Pero además del varapalo jurídico e histórico, lo que suscitó el interminable aplauso en redes sociales a la contestación del alcalde fue su sinceridad al contraponer a una élite política representada por una presidenta del Senado condescendiente con el acoso sectario de un senador a alcaldes de toda España a cuento de la memoria histórica, denunciado por el PP en el propio Senado, con su propio caso de servidor público que no cobra ni un duro por su trabajo como alcalde por y para solucionar los problemas reales de sus vecinos. Intachable también la invitación del alcalde a que algunas señorías se dediquen a otros menesteres en interés de bien general, en vez de perder tiempo y recursos en hostigar por mero sectarismo a municipios de «la España vaciada y olvidada para casi todo, menos para pagar los impuestos que sufragan sus altos salarios».

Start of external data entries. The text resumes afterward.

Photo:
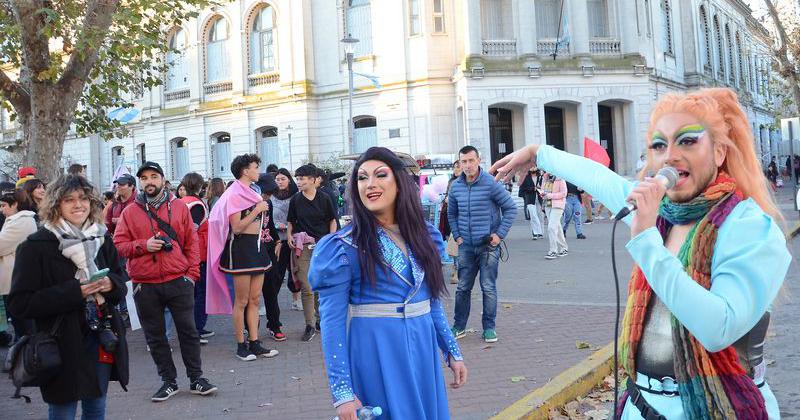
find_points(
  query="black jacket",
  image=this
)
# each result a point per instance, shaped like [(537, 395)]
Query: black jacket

Javier Izquierdo hizo de su carta todo un manifiesto de incalculable efecto en favor de la convivencia entre españoles. Es un llamamiento valiente para parar los pies a quienes promueven de nuevo el espejismo de las dos Españas por interés cortoplacista, azuzando para ello la confrontación de hace casi un siglo que sus propios protagonistas, a izquierda y a derecha, acordaron dar por superada durante la Transición.

Desde ese pueblo de Valladolid, que atesora misteriosas condiciones favorecedoras de la longevidad, según se dice, nos ha regalado el alcalde un vendaval de aire fresco para la supervivencia de nuestra democracia, contra el uso de las instituciones para la imposición dogmática de principios, ideas y visiones de parte. Imposición que busca hacerle un traje a las conciencias de los ciudadanos que se parezca al traje de la coalición de partidos que gobierna, mientras la nación va quedando poco a poco desnuda y depauperada de toda esperanza, motivación y futuro.

Porque la mal llamada memoria democrática no es sino una excusa de la izquierda para intentar blindar su supuesta supremacía moral sobre la derecha, su pretendido monopolio como defensora de las libertades y su impostada identificación presentista con un pasado republicano idealizado y edulcorado hasta extremos de buenismo insoportables.

Aunque se emboscara, desde la primera frase de su exposición de motivos, en «el espíritu de reconciliación y concordia», la ley de memoria histórica de Rodríguez Zapatero se ha convertido en un poderoso corrosivo de ese espíritu. Aun más si cabe lo será la reforma presentada por Sánchez, que promueve sin tapujos la derogación de facto de la Ley de Amnistía de 1977, piedra clave de este espíritu de concordia.

Las medidas de reparación a las víctimas de la Guerra Civil y el franquismo por agravios o injusticias pendientes siguen componiendo el marco básico para un acuerdo que destierre de una vez por todas la utilización de ese complejo pasado en la confrontación política. Lo fueron siempre, desde el inicio de la democracia, y así lo asumió la sociedad española, como reflejaba en 2008 una encuesta del CIS: el 82,7% de los consultados consideraba que el reconocimiento a las víctimas de la Guerra Civil debía incluirlas a todas.

No debe de andar muy lejos, en mi opinión, el porcentaje de españoles que estarían de acuerdo en resolver definitivamente la recuperación de los restos de desaparecidos demandados por sus familiares allá donde se encuentren y sean víctimas de la represión del bando que sean.

Sobre este doble fundamento, la voluntad de reconocer a todas las víctimas y el apoyo a un plan de exhumaciones que resuelva la cuestión de las fosas, debería encarrilarse un cierre auténticamente democrático a lo que se ha convertido en una caja de los truenos que trata de desafiar, deslegitimar y debilitar nuestra convivencia hasta en pueblos casi abandonados que muchos no sabrían ni poner en el mapa.

Pedro Corral es periodista, escritor y diputado del PP en la Asamblea de Madrid.